Dysfunction basks in the 'Sunshine'

'Little Miss Sunshine,' a road-trip comedy, falls just short of perfect.

'Little Miss Sunshine" is a prime example of a dysfunctional-family comedy that also doubles as a road movie. Even the vehicle of transport is dysfunctional.

The Hoovers pack their dilapidated VW bus and drive from Albuquerque, N.M., to Redondo Beach, Calif., where 7-year-old Olive (Abigail Breslin) is entered in a preteen beauty pageant. Olive is far and away the sanest Hoover, which isn't saying much. Their family name is apt – their combined neuroses vacuum up everything in sight.

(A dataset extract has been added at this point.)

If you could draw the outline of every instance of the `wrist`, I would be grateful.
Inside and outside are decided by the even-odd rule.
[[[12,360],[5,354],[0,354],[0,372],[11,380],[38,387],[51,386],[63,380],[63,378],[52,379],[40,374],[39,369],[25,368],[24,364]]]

Along for the ride are Olive's father, Richard (Greg Kinnear), a motivational speaker in khaki shorts who has had no luck selling his nine-step program for success; her perpetually exasperated mother, Sheryl (Toni Collette); and uncle Frank (Steve Carell), a gay Proust scholar who has recently tried to end it all. Rounding out the circus are her zombie brother, Dwayne (Paul Dano), who has taken a vow of silence until he gets into the Air Force Academy, and her porn-loving, heroin-shooting grandpa (Alan Arkin).

The husband-and-wife directing team of Jonathan Dayton and Valerie Faris, known for their work in rock videos, don't miss a beat. Michael Arndt's screenplay has something going on almost every minute, and the directors keep everything humming, as if boredom was a cardinal sin. They have set out to make an audience film that hits home with all audiences – young and old – and judging from the reception the movie received at Sundance, where it sold for a record $10.5 million, they may well succeed.

And in truth there is much to enjoy here, starting with the performances. Kinnear has a lightweight presence but shows surprising pathos as the motivational guru who can't motivate anybody. Carell, with his short, bristly beard and no-blink stare, is so pretentious that he seems to levitate on his own hot air. Arkin, one of my favorite actors, is a raunchy antidote to all those sweet codgers in the movies who go gently into that good night.

The film's major drawback – the reason it falls just short of terrific – is that all the family situations are contrived for maximum dysfunctionality. This gets wearying after a while. The basic formula here isn't all that different from one of those Chevy Chase National Lampoon movies, and sometimes the humor, potty and otherwise, isn't on a much higher level, either.

When the film tries to be Capra-esque, it's even ickier: Having set up the Hoovers as a gaggle of nutbrains, the directors proceed to tutor us in the virtue of family togetherness. You see, deep down these battlers really love each other. Blood is thicker than shtick. Dayton and Faris satirize our win-win culture, but they don't miss a trick promoting "Little Miss Sunshine" for the winner's circle. Grade: B+

Rated R for language, some sex, and drug content.

Sex/Nudity: 5 scense of innuendo and frank talk about sex; 2 scenes with porn magazine covers. Violence: 3 mild scenes. Profanity: 58 expressions, mostly strong. Drugs/Alcohol/Tobacco: 2 scenes with smoking, 3 scenes with heroin use.